Concatenate, Compress, Cache

This post is cross-posted on the Octo Technology blog

When trying to optimize the performance of your website, there are three main elements that should be on your top priority list. Three very easy-to-implement steps that can have a great impact on your website load time.

These three methods are named concatenation, compression and cache. I've already talked about them in a previous talk (in French), but we'll now cover them in full detail.

Concatenate

The main goal of concatenation is to merge several files of the same type in one final file. Doing so will allow us to transfer less files over the wire. CSS and JavaScript files are the one that yields the better results.

The nature of downloading assets itself makes your browser pay some costs on every request, and in the end all those lost milliseconds adds up. Let's have a look at the different costs we're paying:

TCP Slow start

TCP is the underlying protocol used by HTTP. It uses a mechanism known as slow-start to get to the optimal transfer speed. To do so, it must do a few round trips between the client and the server, sending more and more data, until some are dropped, in order to get the maximum possible sending/receiving throughput.

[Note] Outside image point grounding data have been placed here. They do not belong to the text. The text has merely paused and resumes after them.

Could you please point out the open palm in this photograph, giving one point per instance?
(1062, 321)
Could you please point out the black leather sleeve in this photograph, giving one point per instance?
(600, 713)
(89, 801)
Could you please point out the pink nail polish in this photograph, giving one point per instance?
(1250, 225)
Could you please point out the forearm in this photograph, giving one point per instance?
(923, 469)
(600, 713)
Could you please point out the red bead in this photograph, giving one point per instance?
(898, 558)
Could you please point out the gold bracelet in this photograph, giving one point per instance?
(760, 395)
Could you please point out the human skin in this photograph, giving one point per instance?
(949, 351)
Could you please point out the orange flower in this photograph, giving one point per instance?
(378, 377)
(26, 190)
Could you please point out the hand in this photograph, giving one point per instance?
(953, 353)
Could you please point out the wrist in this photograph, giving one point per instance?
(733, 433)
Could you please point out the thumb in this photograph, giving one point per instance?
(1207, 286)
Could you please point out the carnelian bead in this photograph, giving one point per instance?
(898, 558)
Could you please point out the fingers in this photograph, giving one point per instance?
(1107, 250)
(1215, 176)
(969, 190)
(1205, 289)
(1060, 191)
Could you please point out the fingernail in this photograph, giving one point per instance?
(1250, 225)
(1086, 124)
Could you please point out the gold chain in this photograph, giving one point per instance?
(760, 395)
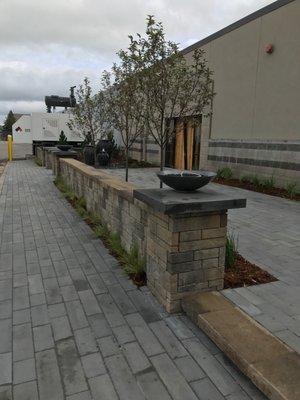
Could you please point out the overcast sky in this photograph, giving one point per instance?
(46, 46)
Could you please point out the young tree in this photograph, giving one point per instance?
(172, 87)
(8, 123)
(89, 116)
(124, 102)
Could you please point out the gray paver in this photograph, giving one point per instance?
(135, 357)
(206, 390)
(26, 391)
(189, 368)
(93, 365)
(22, 342)
(168, 339)
(5, 368)
(144, 335)
(61, 328)
(5, 335)
(49, 382)
(85, 341)
(80, 396)
(39, 315)
(123, 380)
(24, 371)
(43, 337)
(152, 386)
(102, 388)
(109, 312)
(5, 309)
(123, 334)
(172, 378)
(89, 302)
(72, 372)
(76, 314)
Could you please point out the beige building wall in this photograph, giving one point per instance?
(258, 94)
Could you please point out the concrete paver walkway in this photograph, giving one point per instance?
(268, 233)
(72, 326)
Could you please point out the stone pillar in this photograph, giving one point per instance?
(56, 155)
(186, 240)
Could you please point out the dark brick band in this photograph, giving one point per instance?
(256, 145)
(261, 163)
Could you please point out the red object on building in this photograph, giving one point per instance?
(269, 48)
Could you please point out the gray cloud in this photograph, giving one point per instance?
(47, 46)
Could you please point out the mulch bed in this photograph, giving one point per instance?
(247, 185)
(245, 273)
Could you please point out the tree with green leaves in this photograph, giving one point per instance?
(124, 102)
(8, 123)
(89, 116)
(171, 85)
(62, 138)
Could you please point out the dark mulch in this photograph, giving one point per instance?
(260, 189)
(245, 273)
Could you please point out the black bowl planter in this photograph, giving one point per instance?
(64, 147)
(186, 181)
(89, 155)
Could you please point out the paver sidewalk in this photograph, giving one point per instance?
(72, 326)
(268, 232)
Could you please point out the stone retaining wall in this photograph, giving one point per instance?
(184, 252)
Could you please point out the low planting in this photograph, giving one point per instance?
(240, 272)
(132, 262)
(257, 184)
(224, 173)
(38, 162)
(292, 189)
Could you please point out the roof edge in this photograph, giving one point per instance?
(243, 21)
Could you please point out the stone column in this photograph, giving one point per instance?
(56, 155)
(186, 239)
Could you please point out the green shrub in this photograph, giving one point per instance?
(114, 241)
(224, 173)
(95, 219)
(231, 251)
(38, 162)
(245, 178)
(268, 183)
(254, 180)
(291, 189)
(135, 265)
(62, 138)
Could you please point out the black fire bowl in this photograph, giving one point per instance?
(185, 181)
(64, 147)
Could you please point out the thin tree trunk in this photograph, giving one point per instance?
(161, 162)
(126, 165)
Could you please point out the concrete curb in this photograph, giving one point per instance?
(271, 365)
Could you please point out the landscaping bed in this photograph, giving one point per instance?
(131, 261)
(238, 271)
(243, 273)
(257, 184)
(273, 191)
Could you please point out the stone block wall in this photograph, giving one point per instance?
(111, 198)
(40, 155)
(184, 253)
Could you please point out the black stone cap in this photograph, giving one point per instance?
(168, 201)
(60, 153)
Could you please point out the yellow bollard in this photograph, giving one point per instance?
(9, 147)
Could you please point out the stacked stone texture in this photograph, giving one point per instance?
(184, 253)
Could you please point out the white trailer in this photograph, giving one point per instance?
(44, 128)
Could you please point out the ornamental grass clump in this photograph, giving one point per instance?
(231, 251)
(224, 173)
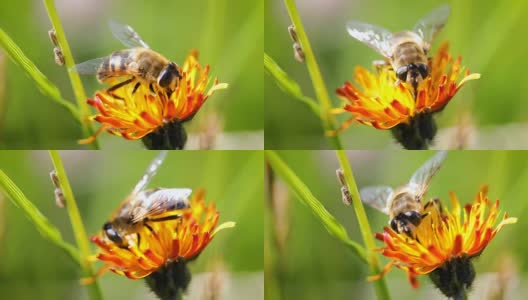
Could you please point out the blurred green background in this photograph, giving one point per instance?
(314, 265)
(487, 34)
(227, 33)
(33, 268)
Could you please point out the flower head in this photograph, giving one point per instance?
(445, 241)
(136, 113)
(382, 101)
(178, 240)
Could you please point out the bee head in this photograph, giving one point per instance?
(413, 73)
(112, 234)
(169, 76)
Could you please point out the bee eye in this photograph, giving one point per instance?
(165, 78)
(401, 73)
(181, 205)
(394, 225)
(423, 69)
(112, 234)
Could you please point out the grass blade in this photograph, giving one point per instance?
(43, 83)
(77, 225)
(306, 197)
(288, 85)
(46, 229)
(77, 86)
(315, 74)
(380, 285)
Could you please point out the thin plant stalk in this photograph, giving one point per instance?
(315, 74)
(304, 194)
(77, 86)
(77, 224)
(364, 226)
(42, 224)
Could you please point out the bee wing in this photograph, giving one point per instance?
(160, 200)
(377, 38)
(150, 172)
(127, 35)
(422, 177)
(429, 26)
(90, 66)
(377, 197)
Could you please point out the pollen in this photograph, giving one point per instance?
(381, 101)
(135, 113)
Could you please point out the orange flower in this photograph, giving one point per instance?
(445, 240)
(177, 240)
(383, 102)
(142, 112)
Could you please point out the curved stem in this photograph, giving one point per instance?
(364, 226)
(304, 194)
(77, 86)
(78, 227)
(315, 75)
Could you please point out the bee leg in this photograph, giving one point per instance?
(149, 228)
(116, 86)
(380, 64)
(135, 88)
(172, 217)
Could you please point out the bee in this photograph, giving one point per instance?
(406, 50)
(142, 207)
(139, 64)
(405, 204)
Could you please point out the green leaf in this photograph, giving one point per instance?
(46, 229)
(289, 85)
(77, 224)
(306, 197)
(43, 83)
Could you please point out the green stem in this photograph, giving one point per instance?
(46, 229)
(77, 86)
(77, 225)
(306, 197)
(46, 87)
(315, 74)
(364, 226)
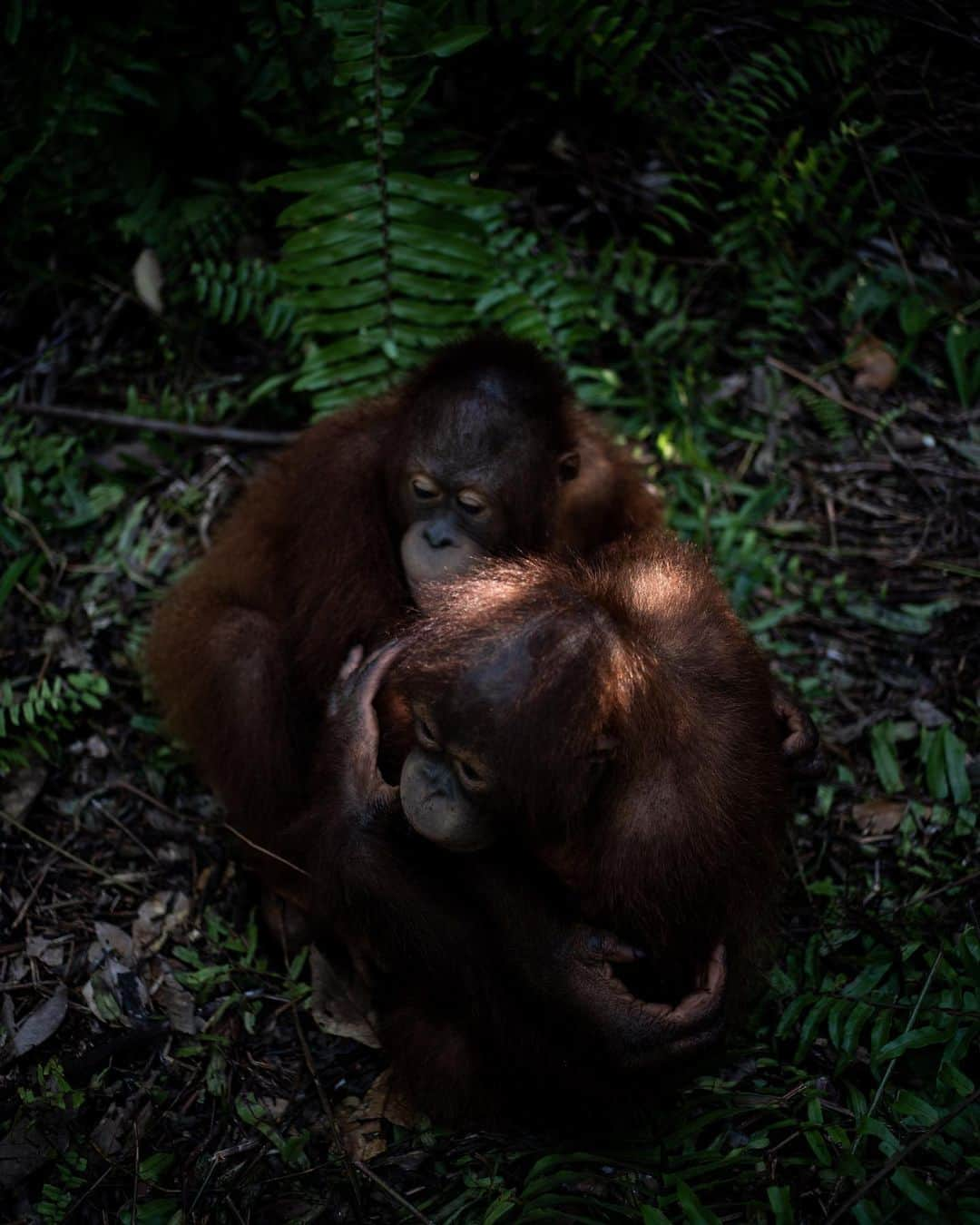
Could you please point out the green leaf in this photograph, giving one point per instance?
(884, 755)
(936, 780)
(693, 1210)
(956, 763)
(13, 573)
(781, 1204)
(912, 1040)
(456, 39)
(914, 1190)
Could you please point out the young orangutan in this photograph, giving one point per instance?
(606, 730)
(480, 454)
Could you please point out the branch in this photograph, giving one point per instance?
(206, 433)
(827, 392)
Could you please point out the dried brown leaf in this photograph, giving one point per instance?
(340, 1001)
(38, 1025)
(21, 791)
(147, 276)
(876, 368)
(878, 816)
(160, 917)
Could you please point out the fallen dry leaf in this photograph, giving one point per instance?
(878, 816)
(48, 952)
(168, 994)
(116, 995)
(359, 1122)
(388, 1102)
(875, 365)
(340, 1001)
(37, 1026)
(122, 1126)
(147, 276)
(21, 791)
(163, 916)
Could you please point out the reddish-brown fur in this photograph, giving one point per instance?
(675, 846)
(245, 648)
(678, 846)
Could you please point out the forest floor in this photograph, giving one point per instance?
(160, 1063)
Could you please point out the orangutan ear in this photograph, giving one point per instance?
(604, 748)
(569, 466)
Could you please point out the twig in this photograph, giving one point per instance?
(265, 850)
(206, 433)
(895, 1161)
(392, 1193)
(909, 1024)
(328, 1108)
(67, 854)
(829, 394)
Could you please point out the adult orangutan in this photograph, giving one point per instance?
(606, 730)
(480, 454)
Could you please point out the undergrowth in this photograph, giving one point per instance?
(661, 196)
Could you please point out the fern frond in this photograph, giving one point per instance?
(833, 420)
(382, 261)
(230, 293)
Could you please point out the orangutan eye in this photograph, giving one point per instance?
(424, 489)
(471, 504)
(469, 774)
(426, 734)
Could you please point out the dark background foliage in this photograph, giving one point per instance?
(750, 233)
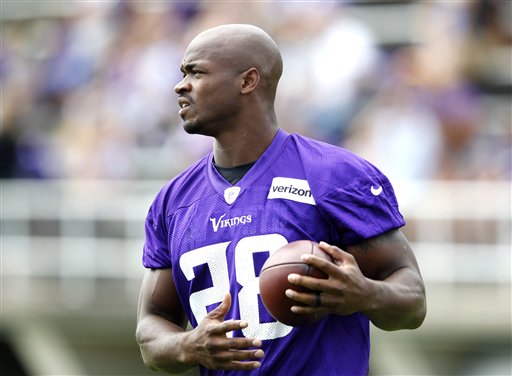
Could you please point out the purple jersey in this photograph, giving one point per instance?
(216, 236)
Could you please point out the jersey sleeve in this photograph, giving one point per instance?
(366, 208)
(156, 251)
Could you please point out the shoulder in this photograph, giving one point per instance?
(329, 165)
(184, 188)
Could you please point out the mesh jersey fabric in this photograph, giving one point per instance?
(216, 236)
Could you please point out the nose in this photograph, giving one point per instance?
(181, 86)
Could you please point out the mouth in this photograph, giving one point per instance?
(183, 103)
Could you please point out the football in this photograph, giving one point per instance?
(273, 280)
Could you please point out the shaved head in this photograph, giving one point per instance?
(243, 47)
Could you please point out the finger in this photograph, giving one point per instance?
(301, 297)
(311, 283)
(237, 343)
(222, 309)
(239, 355)
(339, 255)
(239, 365)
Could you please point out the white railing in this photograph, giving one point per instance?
(90, 230)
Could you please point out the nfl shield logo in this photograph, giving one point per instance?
(230, 194)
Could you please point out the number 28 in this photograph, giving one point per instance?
(215, 257)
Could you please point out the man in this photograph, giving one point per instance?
(210, 229)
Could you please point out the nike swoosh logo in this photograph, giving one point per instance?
(376, 191)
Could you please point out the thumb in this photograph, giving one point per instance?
(222, 309)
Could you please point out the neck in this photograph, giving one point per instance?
(242, 146)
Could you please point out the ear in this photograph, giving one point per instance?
(250, 80)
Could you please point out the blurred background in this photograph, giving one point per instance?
(90, 132)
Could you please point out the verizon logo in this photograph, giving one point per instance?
(291, 189)
(229, 222)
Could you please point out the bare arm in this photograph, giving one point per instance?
(167, 346)
(378, 277)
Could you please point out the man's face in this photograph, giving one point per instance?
(208, 92)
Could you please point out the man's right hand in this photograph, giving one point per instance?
(211, 347)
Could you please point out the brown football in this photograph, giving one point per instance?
(274, 280)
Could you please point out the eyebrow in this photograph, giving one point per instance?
(187, 67)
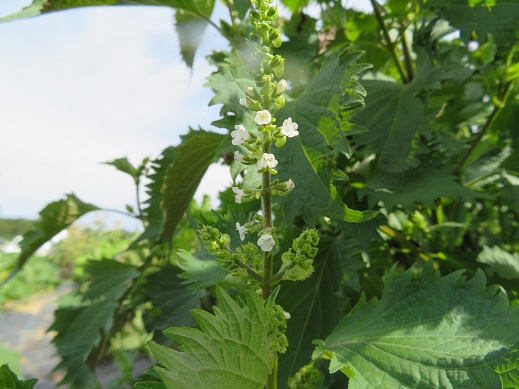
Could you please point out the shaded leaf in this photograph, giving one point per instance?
(82, 327)
(9, 380)
(322, 113)
(395, 342)
(54, 218)
(314, 305)
(171, 301)
(231, 349)
(198, 150)
(505, 264)
(418, 186)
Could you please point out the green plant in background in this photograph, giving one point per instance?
(439, 165)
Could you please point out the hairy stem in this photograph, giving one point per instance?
(389, 44)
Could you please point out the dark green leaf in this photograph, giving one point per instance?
(322, 113)
(54, 218)
(9, 380)
(394, 342)
(482, 17)
(505, 264)
(232, 349)
(193, 156)
(82, 328)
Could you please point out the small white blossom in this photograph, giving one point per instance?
(289, 185)
(238, 157)
(242, 230)
(263, 117)
(266, 242)
(238, 194)
(281, 87)
(239, 135)
(289, 128)
(267, 161)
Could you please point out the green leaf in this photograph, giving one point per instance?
(200, 273)
(54, 218)
(123, 165)
(417, 186)
(314, 305)
(496, 17)
(198, 150)
(81, 329)
(9, 380)
(171, 301)
(505, 264)
(322, 113)
(231, 349)
(191, 24)
(394, 115)
(426, 330)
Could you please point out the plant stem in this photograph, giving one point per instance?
(389, 44)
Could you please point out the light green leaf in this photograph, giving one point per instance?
(505, 264)
(426, 331)
(498, 18)
(200, 273)
(231, 349)
(394, 115)
(82, 327)
(322, 113)
(54, 218)
(9, 380)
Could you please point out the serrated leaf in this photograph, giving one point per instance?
(54, 218)
(193, 156)
(81, 328)
(496, 17)
(426, 330)
(123, 165)
(314, 305)
(171, 301)
(231, 349)
(505, 264)
(190, 26)
(417, 186)
(322, 113)
(9, 380)
(200, 273)
(394, 115)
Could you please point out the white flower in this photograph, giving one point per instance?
(281, 87)
(266, 242)
(267, 161)
(238, 157)
(242, 230)
(238, 194)
(289, 128)
(289, 185)
(239, 135)
(263, 117)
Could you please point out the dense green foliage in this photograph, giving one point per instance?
(407, 164)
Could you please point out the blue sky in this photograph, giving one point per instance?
(85, 86)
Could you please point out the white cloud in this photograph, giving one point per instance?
(85, 86)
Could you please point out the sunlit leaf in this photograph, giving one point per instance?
(426, 330)
(231, 349)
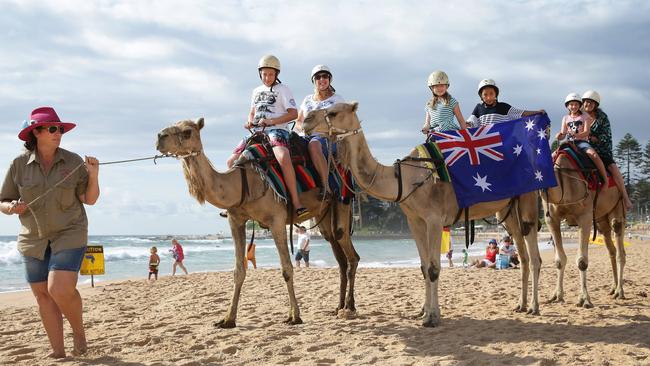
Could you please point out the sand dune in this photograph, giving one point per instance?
(171, 321)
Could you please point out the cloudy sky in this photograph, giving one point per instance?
(123, 70)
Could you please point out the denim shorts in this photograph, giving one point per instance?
(37, 270)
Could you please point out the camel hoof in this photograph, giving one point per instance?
(293, 321)
(519, 309)
(431, 323)
(225, 324)
(555, 298)
(346, 314)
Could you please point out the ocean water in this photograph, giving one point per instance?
(128, 256)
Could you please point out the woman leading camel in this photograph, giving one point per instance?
(324, 96)
(54, 227)
(600, 137)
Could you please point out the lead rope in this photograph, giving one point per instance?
(29, 204)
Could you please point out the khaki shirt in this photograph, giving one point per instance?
(60, 213)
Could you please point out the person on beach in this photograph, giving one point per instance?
(508, 249)
(600, 136)
(324, 96)
(465, 258)
(178, 255)
(303, 247)
(272, 108)
(576, 126)
(154, 261)
(250, 256)
(449, 256)
(441, 109)
(490, 110)
(47, 187)
(490, 259)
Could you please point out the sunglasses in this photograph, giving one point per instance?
(53, 129)
(322, 76)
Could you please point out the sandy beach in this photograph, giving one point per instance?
(170, 322)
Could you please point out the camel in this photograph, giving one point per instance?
(429, 205)
(572, 200)
(256, 201)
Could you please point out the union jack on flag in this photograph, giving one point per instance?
(498, 161)
(470, 143)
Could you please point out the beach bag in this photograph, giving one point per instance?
(503, 261)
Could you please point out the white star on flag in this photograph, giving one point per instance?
(530, 124)
(482, 182)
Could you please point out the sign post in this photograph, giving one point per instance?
(93, 262)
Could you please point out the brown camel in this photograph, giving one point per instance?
(225, 191)
(428, 204)
(572, 200)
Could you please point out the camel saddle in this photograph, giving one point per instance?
(583, 164)
(258, 151)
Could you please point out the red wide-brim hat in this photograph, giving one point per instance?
(40, 117)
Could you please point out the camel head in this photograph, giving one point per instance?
(181, 138)
(335, 120)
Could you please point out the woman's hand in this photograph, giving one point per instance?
(92, 165)
(16, 207)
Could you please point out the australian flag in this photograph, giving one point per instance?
(498, 161)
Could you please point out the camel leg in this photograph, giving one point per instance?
(238, 230)
(553, 223)
(619, 229)
(339, 255)
(428, 237)
(584, 222)
(345, 241)
(524, 259)
(606, 231)
(280, 237)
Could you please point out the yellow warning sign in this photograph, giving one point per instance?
(93, 263)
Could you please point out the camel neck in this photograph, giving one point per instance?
(206, 184)
(377, 179)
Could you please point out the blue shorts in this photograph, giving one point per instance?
(324, 143)
(37, 270)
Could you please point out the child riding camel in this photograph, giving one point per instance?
(576, 125)
(272, 108)
(493, 111)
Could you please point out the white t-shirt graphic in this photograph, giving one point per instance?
(272, 104)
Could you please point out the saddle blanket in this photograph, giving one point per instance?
(581, 166)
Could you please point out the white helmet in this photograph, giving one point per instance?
(591, 94)
(269, 61)
(437, 77)
(487, 82)
(572, 97)
(320, 68)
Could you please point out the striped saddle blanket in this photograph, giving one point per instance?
(340, 180)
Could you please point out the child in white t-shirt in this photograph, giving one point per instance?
(272, 108)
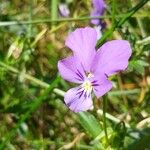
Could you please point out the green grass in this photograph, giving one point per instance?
(33, 114)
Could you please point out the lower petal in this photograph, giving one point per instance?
(101, 85)
(78, 101)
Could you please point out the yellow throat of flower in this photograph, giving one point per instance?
(87, 86)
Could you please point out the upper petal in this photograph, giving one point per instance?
(99, 5)
(98, 10)
(82, 42)
(71, 70)
(112, 57)
(77, 102)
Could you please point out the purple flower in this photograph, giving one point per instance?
(91, 68)
(98, 10)
(64, 10)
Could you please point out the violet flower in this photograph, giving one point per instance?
(64, 10)
(91, 68)
(98, 10)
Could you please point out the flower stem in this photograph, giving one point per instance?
(104, 118)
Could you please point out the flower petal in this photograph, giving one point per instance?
(82, 42)
(112, 57)
(70, 69)
(77, 101)
(101, 85)
(64, 10)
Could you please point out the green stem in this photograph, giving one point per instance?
(104, 118)
(120, 22)
(37, 102)
(40, 21)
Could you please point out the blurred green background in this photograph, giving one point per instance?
(33, 115)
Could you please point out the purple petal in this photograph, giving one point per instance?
(101, 85)
(82, 42)
(98, 10)
(64, 10)
(112, 57)
(71, 70)
(77, 102)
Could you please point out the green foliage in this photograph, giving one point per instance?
(33, 114)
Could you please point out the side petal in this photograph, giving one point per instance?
(101, 85)
(112, 57)
(82, 42)
(77, 102)
(70, 69)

If we send a lot of small files, the mechanism never has time to reach the optimal speed, and must start its round trips again on the next file. By grouping files together in one bigger file, the cost of calculating the max speed is only paid once and the remaining of the file can be downloaded at full speed.

Note that maintaining Keep-Alive connections on your server can let you reuse a previous connection, and thus only pay this cost once. Unfortunately, activating Keep-Alive on an Apache server will also limit the number of parallel connection your server can handle.

SSL

Similarly, the same kind of cost is paid when serving the site using https. In order to prove that both client and server really are who they claiming to be, an exchange of keys is done through a secure handshake. Once again, the cost of the handshake is paid on each downloaded asset. Putting all your files in one lets you pay the cost only one.

Parallel connections

Finally, the last limiting factor is purely in the client browser. Each browser keeps track of a max number of parallel connections it can maintain opened to any given server. The HTTP spec officially set this number to 2, but in the real world browsers usually have a higher value, ranging from 8 to 12.

This means that if you ask your browser to download 5 stylesheets, 5 scripts and 10 images, it will only launch the download of the 12 first elements. The 13th asset download will only be started once one of the 12th first will be finished. Once again, grouping your files together will allow you to have more opened channels that will be used to download important assets of your page.

CSS and JavaScript files can be very easily concatenated. You only have to create one final file that simply contains the content of all your initial files. Your build process can easily take care of that, but a very simple solution can be written in a few lines:

cat ./src/*.css > ./dist/styles.css
cat ./js/*.js > ./dist/scripts.js

Please note that merging image files is also possible (and is named CSS Spriting) but is out of the scope of this article.

Compression

Now that we've reduced the number of files, the next logical step is to make this files smaller, so they can be downloaded faster.

Fortunately, the web has a magic word named Gzip that will reduce the size of each textual asset by an average of 66%.

The good news is that most of the assets that we use to build a website are actually made from text. Main bricks like HTML, CSS and JS of course but also output from your API (JSON and XML). A lot of other format are in fact XML in disguise, like RSS, web fonts or SVG images.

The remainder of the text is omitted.